According to rough estimates there are almost 50,000 cable connections in Srinagar city alone. Mukhtar Ahmad, Executive Director of Site Entertainment Network (SEN) one of the biggest local cable networks in Srinagar, explains that the non-availability of local language channels and Islamic channels impacts the decision of a customer, whether to buy a private satellite system or go for local cable connection. “Local language channels with a diverse package of entertainment has a huge audience, the cost is a factor also. We provide 200 channels of every genre to a customer for 200 rupees a month where as a customer has to pay almost 400-500 rupees for those channels on private DTH.”

After initial surge in DTH sales in Kashmir people switched back to local cable networks because of the non-availability of Pakistani channels on DTH.

“Most people enquire about the availability of Pakistani channels on private satellite systems before purchasing,” says Irfan Gul Salroo, owner of Galaxy Enterprises in south Kashmir’s Anantnag district. “The preference for Pakistani channels – particularly news channels and Islamic channels – definitely impacts the sales of private satellite systems.”

Not denying the fact that many Kashmiri housewives are addicted to the daily Indian soap operas, but a lot of families including youngsters in Kashmir identify themselves with the Pakistani culture and tradition-hence Pakistani channels.

“Local Kashmiri channels and Pakistani channels are not available on private direct- to-home services, so after digitization, we opted for a set top box, because our cable operator was providing us with the channels of our choice,” says Aneeka Fareed, a Pharmacy student from Srinagar who likes to watch Hum TV and never miss ‘Bul Bulay’- a famous Pakistani sitcom, broadcast on Ary Digital.

Why Pakistani channels? “Because they show a Muslim set up to which we can easily relate. Moreover these Hindi serials make no sense and are revolving round the old melodrama which in this date looks weird,” Aneeka reasons.

Kashmiri artist and director, Arshid Mushtaq says that language plays a very important role in identification of Kashmiris with the Pakistani serials. “Apart from the language, the roots of cultural proximity and emotional attachment with Pakistan can be traced from the days of partition when most of the Kashmiris believed that Kashmir would become a part of Pakistan,” Arshid says. “It has much to do with the folklore; still women in Kashmir sing couplets of a Pakistani warrior on marriages rather than anyone else.”
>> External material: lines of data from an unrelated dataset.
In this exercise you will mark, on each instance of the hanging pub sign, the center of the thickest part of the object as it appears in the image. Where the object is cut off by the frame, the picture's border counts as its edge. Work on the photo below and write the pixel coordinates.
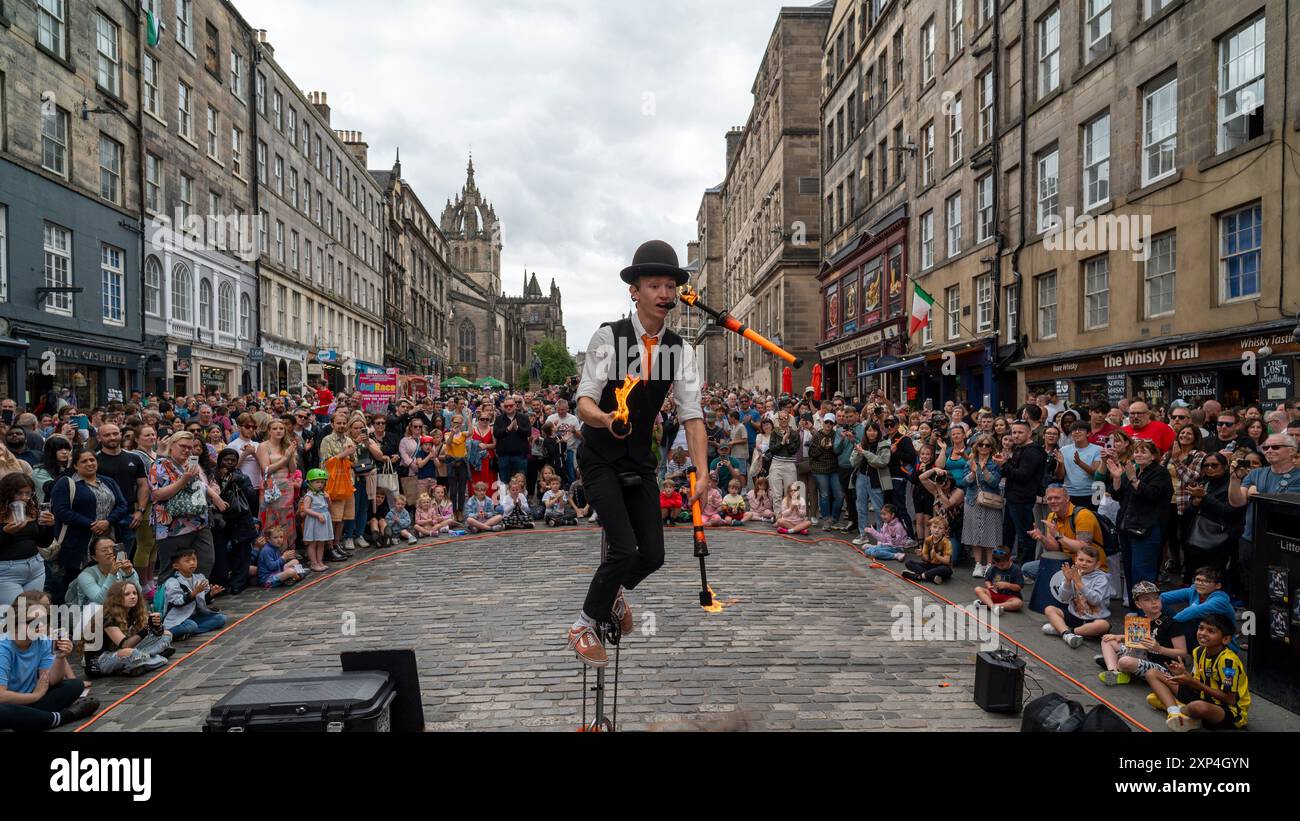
(1196, 387)
(1117, 387)
(1277, 381)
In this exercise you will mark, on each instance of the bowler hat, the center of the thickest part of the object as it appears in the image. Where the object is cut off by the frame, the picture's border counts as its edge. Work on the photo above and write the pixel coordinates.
(655, 259)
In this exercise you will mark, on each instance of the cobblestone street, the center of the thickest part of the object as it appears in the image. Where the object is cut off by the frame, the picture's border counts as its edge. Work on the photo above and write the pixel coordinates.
(805, 642)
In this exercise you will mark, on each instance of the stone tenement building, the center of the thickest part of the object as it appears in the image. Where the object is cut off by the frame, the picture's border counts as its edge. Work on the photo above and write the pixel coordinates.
(321, 237)
(770, 209)
(492, 334)
(417, 281)
(200, 285)
(1040, 168)
(70, 239)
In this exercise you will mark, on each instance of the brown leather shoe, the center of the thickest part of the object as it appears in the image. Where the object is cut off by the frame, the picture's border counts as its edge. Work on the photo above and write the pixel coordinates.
(623, 613)
(586, 643)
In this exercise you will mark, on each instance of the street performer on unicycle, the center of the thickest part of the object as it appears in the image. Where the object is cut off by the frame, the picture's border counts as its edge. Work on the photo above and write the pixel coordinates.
(633, 363)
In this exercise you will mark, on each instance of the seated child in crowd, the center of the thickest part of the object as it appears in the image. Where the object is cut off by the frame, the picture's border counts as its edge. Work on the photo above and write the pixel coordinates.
(399, 520)
(189, 598)
(1204, 596)
(670, 503)
(577, 496)
(481, 512)
(735, 512)
(134, 639)
(1002, 583)
(936, 556)
(713, 508)
(514, 504)
(445, 512)
(278, 565)
(794, 517)
(891, 538)
(425, 517)
(1165, 644)
(759, 499)
(1216, 694)
(1086, 593)
(558, 511)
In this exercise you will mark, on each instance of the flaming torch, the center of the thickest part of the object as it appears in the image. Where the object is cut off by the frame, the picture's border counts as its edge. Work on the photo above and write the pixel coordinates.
(622, 416)
(692, 298)
(697, 518)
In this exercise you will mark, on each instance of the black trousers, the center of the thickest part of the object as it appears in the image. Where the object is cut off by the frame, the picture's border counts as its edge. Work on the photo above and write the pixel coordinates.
(850, 495)
(633, 529)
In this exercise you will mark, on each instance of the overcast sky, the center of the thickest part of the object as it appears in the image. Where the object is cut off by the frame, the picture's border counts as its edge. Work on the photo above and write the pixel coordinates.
(594, 125)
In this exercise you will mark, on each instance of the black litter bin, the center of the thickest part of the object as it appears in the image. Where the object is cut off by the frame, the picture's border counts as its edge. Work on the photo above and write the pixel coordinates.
(320, 703)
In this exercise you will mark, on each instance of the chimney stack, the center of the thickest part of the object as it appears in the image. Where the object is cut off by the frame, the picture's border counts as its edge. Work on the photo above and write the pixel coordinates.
(320, 100)
(733, 139)
(356, 146)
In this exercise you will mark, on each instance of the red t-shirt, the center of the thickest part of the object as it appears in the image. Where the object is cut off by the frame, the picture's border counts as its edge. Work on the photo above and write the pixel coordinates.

For Mudasira, a house-wife from Dargah Hazratbal, the purpose to watch Pakistani serials “is to get fashion tips as they too wear Kameez Shalwars and it can be incorporated here, and these days it’s the only reason Pakistani outfits are becoming a growing trend here as well.”

Mudasira is fed-up of “commercialised and unrealistic dramatic sequences” of Indian soap operas. “Pakistani serials show a tender love affair and are relevant, far away from the idealistic showmanship of Indian serials,” says Mudasira, whose favourite serials are Bulbuley and Dugdugi.
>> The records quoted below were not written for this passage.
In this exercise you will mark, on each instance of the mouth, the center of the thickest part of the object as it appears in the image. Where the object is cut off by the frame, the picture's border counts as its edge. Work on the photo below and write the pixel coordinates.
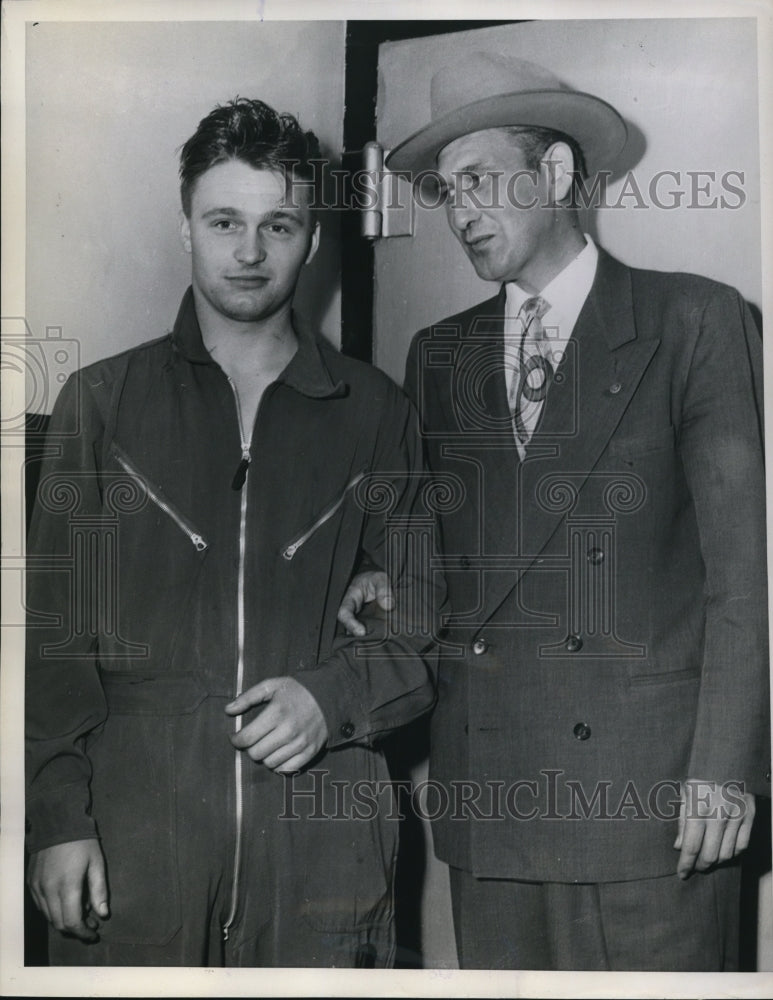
(247, 280)
(477, 243)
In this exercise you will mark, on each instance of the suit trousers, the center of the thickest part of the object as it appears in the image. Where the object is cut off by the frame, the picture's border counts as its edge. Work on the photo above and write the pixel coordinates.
(658, 924)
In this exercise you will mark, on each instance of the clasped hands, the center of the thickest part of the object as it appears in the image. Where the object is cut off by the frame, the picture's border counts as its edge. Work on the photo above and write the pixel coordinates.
(713, 827)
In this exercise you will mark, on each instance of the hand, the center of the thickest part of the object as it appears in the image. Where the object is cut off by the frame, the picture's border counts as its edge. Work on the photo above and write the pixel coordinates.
(290, 730)
(57, 877)
(715, 822)
(365, 587)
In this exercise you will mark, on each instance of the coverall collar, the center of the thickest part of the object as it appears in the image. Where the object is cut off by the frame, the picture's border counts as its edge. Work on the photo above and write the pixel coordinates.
(306, 371)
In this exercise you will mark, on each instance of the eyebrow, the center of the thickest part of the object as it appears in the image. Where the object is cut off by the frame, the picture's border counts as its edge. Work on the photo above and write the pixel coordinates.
(281, 214)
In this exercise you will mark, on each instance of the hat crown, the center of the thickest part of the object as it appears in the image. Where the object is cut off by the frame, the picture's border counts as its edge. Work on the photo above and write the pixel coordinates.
(484, 75)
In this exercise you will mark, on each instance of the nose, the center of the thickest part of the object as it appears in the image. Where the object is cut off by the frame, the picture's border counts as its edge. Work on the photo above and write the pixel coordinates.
(462, 210)
(250, 249)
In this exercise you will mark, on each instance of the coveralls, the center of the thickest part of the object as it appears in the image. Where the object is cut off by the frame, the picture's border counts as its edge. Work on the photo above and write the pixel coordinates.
(177, 558)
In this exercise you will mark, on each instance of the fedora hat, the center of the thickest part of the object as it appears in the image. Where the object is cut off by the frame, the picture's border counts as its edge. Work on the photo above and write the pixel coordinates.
(486, 90)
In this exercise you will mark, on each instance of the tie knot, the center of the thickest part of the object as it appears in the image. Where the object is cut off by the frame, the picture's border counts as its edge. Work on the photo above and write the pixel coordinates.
(531, 313)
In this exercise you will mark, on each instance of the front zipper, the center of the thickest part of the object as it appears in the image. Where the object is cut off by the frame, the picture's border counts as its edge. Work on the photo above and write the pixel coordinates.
(289, 551)
(125, 462)
(239, 483)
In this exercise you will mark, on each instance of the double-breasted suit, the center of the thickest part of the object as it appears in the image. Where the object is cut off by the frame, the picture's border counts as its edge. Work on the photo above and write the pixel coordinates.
(608, 635)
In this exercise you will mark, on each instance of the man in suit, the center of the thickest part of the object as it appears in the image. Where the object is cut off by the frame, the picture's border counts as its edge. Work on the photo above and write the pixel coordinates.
(603, 716)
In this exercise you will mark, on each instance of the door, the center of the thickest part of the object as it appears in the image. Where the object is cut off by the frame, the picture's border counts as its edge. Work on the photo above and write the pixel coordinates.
(688, 147)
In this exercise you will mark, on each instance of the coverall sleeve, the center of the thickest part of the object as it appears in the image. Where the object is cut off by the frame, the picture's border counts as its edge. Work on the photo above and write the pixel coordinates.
(369, 686)
(722, 453)
(64, 696)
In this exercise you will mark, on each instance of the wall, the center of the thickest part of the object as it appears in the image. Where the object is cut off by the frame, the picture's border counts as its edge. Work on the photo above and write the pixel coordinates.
(108, 105)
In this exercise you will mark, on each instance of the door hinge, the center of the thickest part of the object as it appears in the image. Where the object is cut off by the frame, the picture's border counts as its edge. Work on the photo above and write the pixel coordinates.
(385, 198)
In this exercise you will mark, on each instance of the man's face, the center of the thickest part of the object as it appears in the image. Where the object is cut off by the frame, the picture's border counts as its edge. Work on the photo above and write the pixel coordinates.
(247, 239)
(505, 242)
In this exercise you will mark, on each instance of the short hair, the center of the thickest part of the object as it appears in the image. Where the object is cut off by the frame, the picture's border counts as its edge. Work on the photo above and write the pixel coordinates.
(534, 141)
(251, 131)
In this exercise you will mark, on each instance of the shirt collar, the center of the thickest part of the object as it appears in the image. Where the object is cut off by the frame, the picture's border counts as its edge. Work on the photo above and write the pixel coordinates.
(565, 294)
(306, 371)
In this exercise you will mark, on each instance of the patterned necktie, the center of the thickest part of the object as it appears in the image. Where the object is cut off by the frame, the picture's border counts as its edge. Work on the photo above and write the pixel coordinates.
(533, 375)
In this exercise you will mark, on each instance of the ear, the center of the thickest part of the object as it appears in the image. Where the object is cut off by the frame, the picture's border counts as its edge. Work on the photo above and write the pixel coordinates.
(185, 232)
(558, 162)
(313, 243)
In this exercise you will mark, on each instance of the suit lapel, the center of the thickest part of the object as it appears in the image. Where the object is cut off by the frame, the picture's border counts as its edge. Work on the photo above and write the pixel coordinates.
(603, 366)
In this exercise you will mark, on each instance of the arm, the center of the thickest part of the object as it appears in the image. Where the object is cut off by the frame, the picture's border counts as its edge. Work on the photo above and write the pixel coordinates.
(721, 447)
(64, 698)
(371, 585)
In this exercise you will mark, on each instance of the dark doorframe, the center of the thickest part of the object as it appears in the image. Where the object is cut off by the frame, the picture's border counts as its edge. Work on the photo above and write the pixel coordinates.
(361, 81)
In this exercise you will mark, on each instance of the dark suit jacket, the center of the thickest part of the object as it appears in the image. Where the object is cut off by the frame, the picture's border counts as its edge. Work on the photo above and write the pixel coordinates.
(609, 633)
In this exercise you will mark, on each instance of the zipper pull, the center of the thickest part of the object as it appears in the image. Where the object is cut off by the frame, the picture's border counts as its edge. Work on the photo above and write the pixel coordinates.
(240, 475)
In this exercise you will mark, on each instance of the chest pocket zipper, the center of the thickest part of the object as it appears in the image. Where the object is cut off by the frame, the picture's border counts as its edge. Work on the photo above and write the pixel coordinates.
(182, 522)
(289, 550)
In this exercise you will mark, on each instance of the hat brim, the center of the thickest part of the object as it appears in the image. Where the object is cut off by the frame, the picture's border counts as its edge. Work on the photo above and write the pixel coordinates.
(594, 124)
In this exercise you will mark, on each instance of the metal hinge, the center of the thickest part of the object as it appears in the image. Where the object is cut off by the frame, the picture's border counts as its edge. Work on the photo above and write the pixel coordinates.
(386, 198)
Mudasira has another reason as well, “Pakistani serials can be watched with whole family.”

Commenting on technical terms, Arshad believes that there is an excellent quality of television serials of Pakistan as compared to Indian soap operas. “The level of programming and direction including story, plot and care of values and ethics is much better than Indian television serials.”

“Indian television is money driven and Pakistani television is idea driven. Even the most famous serials don’t surpass 18 episodes, in contrast Indian soap operas run for years at a stretch without even a tinge of originality in the story.”

However, according to Arshad, there is another reason to the people’s choice of Pakistani serials, “television and radio in Kashmir is an Indian propaganda tool, and as a result people do not identify with it, because it does not show the realities of Kashmir.”

“For many people in Kashmir, watching Pakistani serials is a form of resistance,” he says.